Tech Study Guide
vLLM Operations
Operational guide for vLLM serving with scheduler concepts, PagedAttention, KV cache, prefix caching, speculative decoding, parallelism, metrics, flags, and runbooks.
vLLM Operations
vLLM is a production-oriented LLM serving engine. Operating it well means controlling request shapes, KV-cache pressure, scheduler behavior, model compatibility, runtime flags, metrics, and rollout risk.
Command Examples
vllm serve <model> --help | sed -n '1,160p'
curl -s http://localhost:8000/v1/models
curl -s http://localhost:8000/metrics | grep '^vllm:'
Example output and meaning:
| Command | Example output | What it does |
|---|---|---|
vllm serve <model> --help \| sed -n '1,160p' |
GPU utilization, memory use, CUDA visibility, model list, or serving metrics. |
Separates accelerator visibility from model-serving capacity and latency. |
curl -s http://localhost:8000/v1/models |
HTTP status, headers, timing, JSON payload, or TLS/proxy error. |
Separates reachability, TLS, proxy, and application behavior. |
curl -s http://localhost:8000/metrics \| grep '^vllm:' |
HTTP status, headers, timing, JSON payload, or TLS/proxy error. |
Separates reachability, TLS, proxy, and application behavior. |
These checks prove the server responds. They do not prove capacity or compatibility.
Operational Concepts
| Concept | What To Watch |
|---|---|
| Scheduler | Waiting/running requests, queue time, priority, fairness. |
| PagedAttention | KV block allocation, fragmentation, cache pressure. |
| Continuous batching | Batch occupancy under mixed prompt/output lengths. |
| Prefix caching | Hit rate, tokenized prefix stability, tenant boundaries. |
| Speculative decoding | Accepted tokens, draft overhead, quality compatibility. |
| Parallelism | Tensor/pipeline split, NCCL, interconnect, latency. |
| Adapters | LoRA compatibility, active adapters, adapter-specific latency. |
Important Flags
| Flag | Use |
|---|---|
--max-model-len |
Bound context length and KV-cache demand. |
--gpu-memory-utilization |
Reserve GPU memory fraction for execution. |
--tensor-parallel-size |
Split tensors across GPUs. |
--pipeline-parallel-size |
Split layers across stages. |
--enable-prefix-caching |
Reuse stable prompt prefixes. |
--generation-config |
Control model repo vs vLLM generation defaults. |
--speculative-config |
Enable supported speculative decoding mode. |
--kv-cache-dtype |
Use supported KV-cache dtype/quantization. |
Metrics Checklist
| Metric Family | Incident Meaning |
|---|---|
| Queue time | Admission or scheduler pressure. |
| TTFT | Queue plus prefill user wait. |
| ITL | Decode smoothness. |
| KV-cache usage | Memory pressure. |
| Preemptions | Cache or scheduler stress. |
| Running/waiting requests | Load and fairness. |
| Prefix cache hits | Prefix caching value. |
| Token throughput | Prefill and decode capacity. |
vLLM Runbook
- Identify model ID, runtime version, flags, adapter, and request shape.
- Split symptom into wrong output, high TTFT, slow ITL, OOM, or errors.
- Compare prompt/output token histograms.
- Inspect queue time, running/waiting requests, KV usage, and preemptions.
- Check tokenizer, chat template, generation config, and adapter compatibility.
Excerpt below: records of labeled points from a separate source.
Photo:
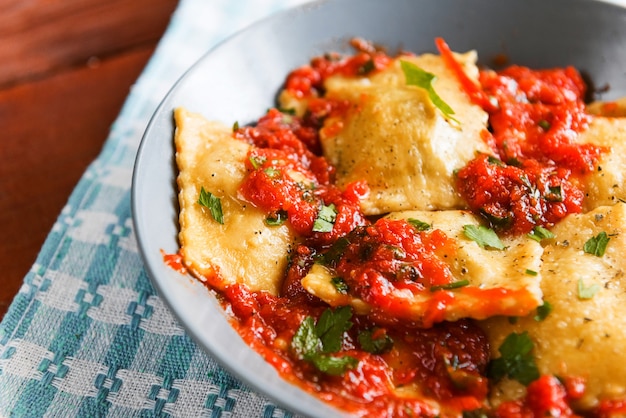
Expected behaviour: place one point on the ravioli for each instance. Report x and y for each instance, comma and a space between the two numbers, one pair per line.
584, 334
394, 138
242, 249
500, 282
607, 184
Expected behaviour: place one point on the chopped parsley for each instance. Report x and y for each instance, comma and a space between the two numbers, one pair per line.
555, 194
315, 342
587, 292
419, 225
272, 172
375, 341
213, 203
325, 219
450, 286
257, 161
276, 219
597, 245
483, 236
540, 233
415, 76
516, 360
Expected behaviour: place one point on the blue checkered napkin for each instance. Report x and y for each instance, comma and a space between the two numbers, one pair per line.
86, 335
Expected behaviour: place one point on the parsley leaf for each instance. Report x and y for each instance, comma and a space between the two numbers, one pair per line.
597, 245
374, 341
540, 233
415, 76
331, 326
587, 292
332, 365
213, 203
419, 225
516, 360
276, 219
325, 219
305, 339
313, 342
483, 236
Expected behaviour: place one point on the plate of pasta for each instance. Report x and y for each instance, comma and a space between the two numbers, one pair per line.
401, 209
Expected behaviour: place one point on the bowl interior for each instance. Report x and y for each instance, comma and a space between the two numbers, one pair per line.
239, 79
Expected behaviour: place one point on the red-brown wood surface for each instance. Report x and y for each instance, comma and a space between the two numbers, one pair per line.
67, 66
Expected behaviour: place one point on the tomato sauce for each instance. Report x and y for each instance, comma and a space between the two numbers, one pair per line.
535, 117
396, 367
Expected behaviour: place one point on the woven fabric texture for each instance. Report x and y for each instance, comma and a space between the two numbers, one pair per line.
87, 335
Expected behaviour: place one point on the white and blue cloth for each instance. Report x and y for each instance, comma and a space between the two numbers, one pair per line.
87, 335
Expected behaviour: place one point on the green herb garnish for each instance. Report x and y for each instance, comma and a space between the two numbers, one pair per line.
555, 194
374, 341
419, 225
325, 219
483, 236
587, 292
276, 219
415, 76
516, 360
314, 342
272, 172
597, 245
540, 233
213, 203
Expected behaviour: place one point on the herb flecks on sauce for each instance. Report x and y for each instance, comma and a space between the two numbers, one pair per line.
532, 116
527, 184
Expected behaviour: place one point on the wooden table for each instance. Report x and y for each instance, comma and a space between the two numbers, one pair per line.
67, 66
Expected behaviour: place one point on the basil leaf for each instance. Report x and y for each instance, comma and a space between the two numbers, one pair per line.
597, 245
516, 360
483, 236
374, 341
331, 326
305, 340
325, 219
540, 233
276, 219
334, 253
415, 76
419, 225
585, 292
312, 342
213, 203
334, 366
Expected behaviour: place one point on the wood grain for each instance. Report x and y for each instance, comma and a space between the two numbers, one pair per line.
67, 68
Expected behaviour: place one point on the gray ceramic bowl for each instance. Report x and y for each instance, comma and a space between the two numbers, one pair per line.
239, 79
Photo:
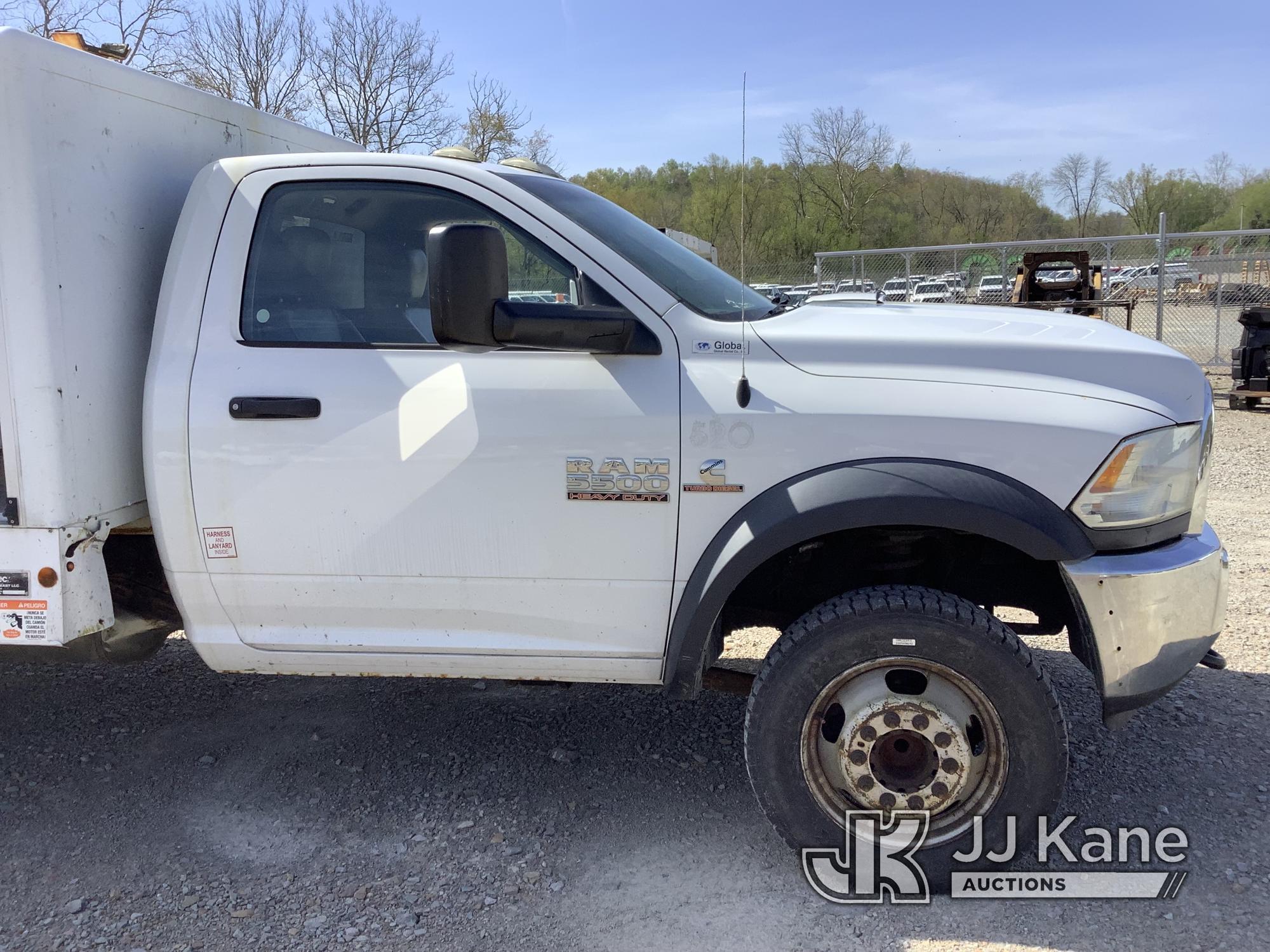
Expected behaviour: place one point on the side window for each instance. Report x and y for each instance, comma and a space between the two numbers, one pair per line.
345, 263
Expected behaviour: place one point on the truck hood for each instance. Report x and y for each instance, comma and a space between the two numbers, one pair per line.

- Roll back model/runtime/config if release-linked.
- Add the request shape to load tests and evals.
Study Cards
What does vLLM PagedAttention operate on?
The KV cache blocks used by active autoregressive sequences.
Which vLLM metrics matter during OOM-like incidents?
KV-cache usage, preemptions, running/waiting requests, queue time, and token histograms.
Why version vLLM flags?
Flags such as max model length, memory utilization, generation config, prefix caching, and speculation change capacity and behavior.